The clock for the three-day timetable Parliament has set for itself to consider and pass the landmark Lokpal Bill and two related legislation will begin ticking a few hours from now. Neither those managing the affairs of the government nor those ranged in the Opposition are sure what will unfold.
However, what seems certain is a high-voltage political theatre. The government is determined to take up the Lokpal Bill, along with a Bill to give it constitutional status and another to protect whistle-blowers. Not just that, a senior minister told The Hindu: “We will make sure it is passed.” Failure to do so, the government believes, will give a shot in the arm to Anna Hazare and his campaign; while passing it might well take the steam out of it.
The Opposition parties, on the other hand, are equally determined to move a plethora of amendments on several contentious clauses relating to the CBI, the representation of minorities on the Lokpal and the State's right to legislate on Lokayuktas, among other issues.
The three Bills figure in the list of business of the Lok Sabha and, if they go through in the House, they will be taken up by the Rajya Sabha later. Parliamentary Affairs Minister Pawan Kumar Bansal has appealed to all the parties not to press any amendments and help in the passage of the Bills.
The much-awaited outcome of the extended session of Parliament coincides with the three-day fast in Mumbai by anti-corruption crusader and social activist Anna Hazare who has captured the popular imagination. He has since reached Mumbai from Ralegan Siddhi.
The tumultuous debate witnessed in the Lok Sabha at the time of the introduction of the Lokpal Bill on December 23 has left little doubt that several clauses in it are contentious.
It is not just the Opposition, but some parties, such as the Samajwadi Party and the Rashtriya Janata Dal, that have sided with the UPA in its hour of need, too are opposed to some of the crucial elements of the Bill. However, there are differences within the ranks of those who oppose the Bill over how it could be improved upon.
On the face of it, the reluctance on the part of the UPA to allow the Lokpal some degree of control over the CBI and the clause which places the Lokayuktas under Article 253 are two issues on which the entire Opposition is broadly united.
The BJP has tasked the Leader of the Opposition in the Rajya Sabha, Arun Jaitley, with drafting the amendments. Indications are that it will move half-a-dozen amendments.

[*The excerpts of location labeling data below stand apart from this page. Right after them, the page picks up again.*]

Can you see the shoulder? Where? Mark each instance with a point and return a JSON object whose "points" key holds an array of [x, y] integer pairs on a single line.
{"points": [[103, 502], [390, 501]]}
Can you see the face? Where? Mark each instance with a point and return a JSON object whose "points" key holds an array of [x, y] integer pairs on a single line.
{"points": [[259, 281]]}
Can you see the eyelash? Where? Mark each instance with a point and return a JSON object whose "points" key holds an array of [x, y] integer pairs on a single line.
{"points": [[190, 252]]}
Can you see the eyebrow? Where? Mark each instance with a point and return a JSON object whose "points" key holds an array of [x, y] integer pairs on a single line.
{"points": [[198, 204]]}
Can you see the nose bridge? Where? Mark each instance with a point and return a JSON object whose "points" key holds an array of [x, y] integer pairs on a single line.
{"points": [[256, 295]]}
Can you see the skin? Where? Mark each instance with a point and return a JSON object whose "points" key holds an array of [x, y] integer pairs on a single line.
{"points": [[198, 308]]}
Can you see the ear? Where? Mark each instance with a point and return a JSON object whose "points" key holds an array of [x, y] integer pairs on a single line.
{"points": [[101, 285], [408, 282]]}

The provision of a quota for minorities in the Lokpal has rattled the BJP. Its argument that this is in violation of the provisions of the Constitution has found no takers.

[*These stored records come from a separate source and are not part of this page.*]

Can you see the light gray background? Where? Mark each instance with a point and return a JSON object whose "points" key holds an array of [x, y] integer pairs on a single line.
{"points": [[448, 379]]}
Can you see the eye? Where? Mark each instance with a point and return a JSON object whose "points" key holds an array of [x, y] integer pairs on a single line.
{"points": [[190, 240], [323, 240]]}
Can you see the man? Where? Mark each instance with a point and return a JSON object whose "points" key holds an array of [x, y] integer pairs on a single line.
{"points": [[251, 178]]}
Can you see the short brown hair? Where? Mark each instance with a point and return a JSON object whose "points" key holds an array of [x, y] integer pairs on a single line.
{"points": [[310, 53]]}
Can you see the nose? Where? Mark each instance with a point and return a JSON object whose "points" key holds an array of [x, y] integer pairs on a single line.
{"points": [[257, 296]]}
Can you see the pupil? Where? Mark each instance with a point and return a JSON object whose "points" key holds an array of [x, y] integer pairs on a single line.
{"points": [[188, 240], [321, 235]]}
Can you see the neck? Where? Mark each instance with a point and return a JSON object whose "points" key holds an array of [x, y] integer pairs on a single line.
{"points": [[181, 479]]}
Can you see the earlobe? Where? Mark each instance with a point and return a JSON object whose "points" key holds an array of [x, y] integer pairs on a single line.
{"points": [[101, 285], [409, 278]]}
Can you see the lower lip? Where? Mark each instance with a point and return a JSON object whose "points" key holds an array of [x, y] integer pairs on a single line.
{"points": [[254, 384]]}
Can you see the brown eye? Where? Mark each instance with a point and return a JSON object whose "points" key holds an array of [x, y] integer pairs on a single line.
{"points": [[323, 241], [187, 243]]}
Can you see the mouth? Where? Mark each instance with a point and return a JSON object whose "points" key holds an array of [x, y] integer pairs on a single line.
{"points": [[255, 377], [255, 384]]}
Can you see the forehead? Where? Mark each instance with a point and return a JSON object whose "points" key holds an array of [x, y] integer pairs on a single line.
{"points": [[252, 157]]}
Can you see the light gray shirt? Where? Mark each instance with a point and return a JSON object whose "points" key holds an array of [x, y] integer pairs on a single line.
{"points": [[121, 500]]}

On the creation of the Lokayuktas in the States under Article 253 of the Constitution, the Opposition and some other parties contend that it undermines the federal structure of the Constitution by making it obligatory for the States to follow the Lokpal pattern. Instead, they want the Lokayuktas placed under Article 252.
The BJP and the Left are for bringing Group C employees directly under the control of the Lokpal. The RJD and the Shiv Sena are strongly against the proposal to place the Prime Minister under the Lokpal. The ruling combine, which has a little more than a simple majority of 272 in the Lok Sabha, can count on a smooth sailing for the Bill as long as it keeps its flock together and ensures the presence of all its members.